The crowd roared its approval, and copper and silver coins flew toward him from every side. Dinadan grinned delightedly at the applause, drinking it in like brandy, his heart full and his head light. The minstrel whom he had replaced stepped forward, awe and respect in his eyes as he clutched Dinadan's hand. "Beg pardon, sir, for doubting you."
Dinadan grinned and waved at the coins. "Help yourself, friend."
The man did, scrabbling eagerly in the dust, and when he had collected every penny, he looked up at Dinadan and said, "I'm not forgetting our bargain, sir. I'll buy you that pint now."
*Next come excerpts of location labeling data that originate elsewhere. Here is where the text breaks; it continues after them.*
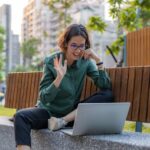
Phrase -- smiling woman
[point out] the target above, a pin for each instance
(61, 86)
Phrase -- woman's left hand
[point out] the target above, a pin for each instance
(90, 54)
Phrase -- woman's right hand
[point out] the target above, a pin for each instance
(60, 69)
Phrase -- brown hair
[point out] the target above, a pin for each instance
(71, 31)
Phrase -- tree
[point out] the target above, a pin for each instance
(29, 49)
(60, 7)
(2, 33)
(126, 13)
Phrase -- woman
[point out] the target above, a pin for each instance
(61, 86)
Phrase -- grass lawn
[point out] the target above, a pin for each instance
(6, 111)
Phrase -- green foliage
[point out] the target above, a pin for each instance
(96, 23)
(29, 47)
(60, 7)
(116, 45)
(128, 19)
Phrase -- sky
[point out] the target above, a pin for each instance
(16, 13)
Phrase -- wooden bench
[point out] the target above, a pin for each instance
(130, 84)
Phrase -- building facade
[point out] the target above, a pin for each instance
(39, 22)
(5, 22)
(11, 41)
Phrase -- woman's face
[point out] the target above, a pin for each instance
(75, 47)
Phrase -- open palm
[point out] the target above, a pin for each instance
(60, 68)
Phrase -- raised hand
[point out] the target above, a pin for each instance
(60, 69)
(90, 54)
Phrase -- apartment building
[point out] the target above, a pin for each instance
(41, 23)
(11, 44)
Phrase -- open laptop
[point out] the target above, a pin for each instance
(99, 118)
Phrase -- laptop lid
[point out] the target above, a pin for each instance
(100, 118)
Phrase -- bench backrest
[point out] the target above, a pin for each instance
(130, 84)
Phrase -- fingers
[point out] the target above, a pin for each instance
(87, 54)
(56, 62)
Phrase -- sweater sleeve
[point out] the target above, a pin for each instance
(48, 91)
(100, 77)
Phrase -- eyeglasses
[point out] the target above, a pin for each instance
(75, 47)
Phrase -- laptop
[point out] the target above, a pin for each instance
(99, 118)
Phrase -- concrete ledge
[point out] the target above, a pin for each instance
(47, 140)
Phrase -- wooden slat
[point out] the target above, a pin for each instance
(36, 90)
(19, 89)
(137, 93)
(112, 73)
(28, 91)
(138, 47)
(15, 93)
(144, 94)
(8, 89)
(117, 85)
(12, 90)
(130, 90)
(148, 106)
(124, 85)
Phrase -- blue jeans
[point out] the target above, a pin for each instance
(37, 118)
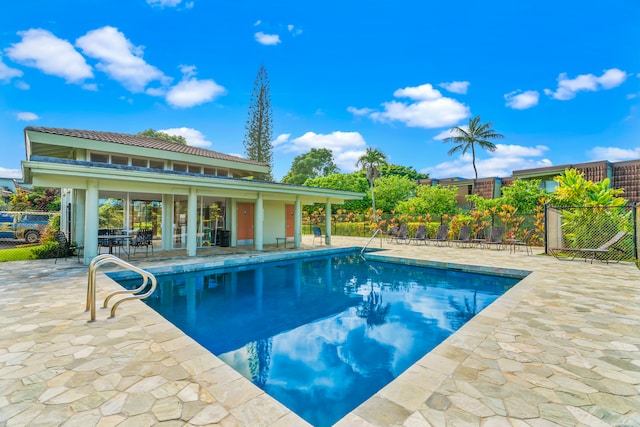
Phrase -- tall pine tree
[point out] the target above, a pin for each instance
(258, 136)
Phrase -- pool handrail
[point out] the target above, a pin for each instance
(91, 284)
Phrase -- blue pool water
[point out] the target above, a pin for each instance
(322, 334)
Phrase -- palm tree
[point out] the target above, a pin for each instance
(477, 133)
(370, 162)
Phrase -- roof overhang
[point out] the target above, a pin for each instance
(78, 176)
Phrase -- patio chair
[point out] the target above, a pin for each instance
(63, 246)
(464, 236)
(601, 252)
(442, 235)
(526, 242)
(495, 238)
(144, 239)
(317, 234)
(402, 235)
(391, 233)
(421, 235)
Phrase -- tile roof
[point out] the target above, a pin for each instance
(141, 141)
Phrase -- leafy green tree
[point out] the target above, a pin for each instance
(574, 190)
(315, 163)
(435, 200)
(348, 182)
(478, 134)
(398, 170)
(371, 162)
(161, 135)
(259, 126)
(390, 190)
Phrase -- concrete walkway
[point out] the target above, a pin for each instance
(561, 348)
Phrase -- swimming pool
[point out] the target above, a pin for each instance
(322, 334)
The minstrel was not the only one who wanted to buy Dinadan a drink, but even better than the ale was the mutton chop and bread that the tavern owner gave him. Men gathered around him, talking in knowledgeable tones about the new hero, Sir Dinadan, and comparing him to various knights of great renown, including Sir Tristram. Dinadan enjoyed it all immensely. As he finished his meal, the alehouse grew suddenly quieter, and Dinadan looked up to see a tall young man in chain mail standing at the door. Dinadan recognized him as the man on horseback who had stopped to listen. The man saw Dinadan and strode across the room to join him.
"You tell a rare tale," the young man said. "Especially for one so young."
"Thank you," Dinadan said.
"What is your name?" the man asked.
Dinadan hesitated. It had not occurred to him until that moment that it might be awkward to introduce himself as Sir Dinadan. He chose at random the name of his father's steward. "My name is Stearnes."
The young man sat down at Dinadan's table. "How comes it that one so gifted as you is not at a king's court?"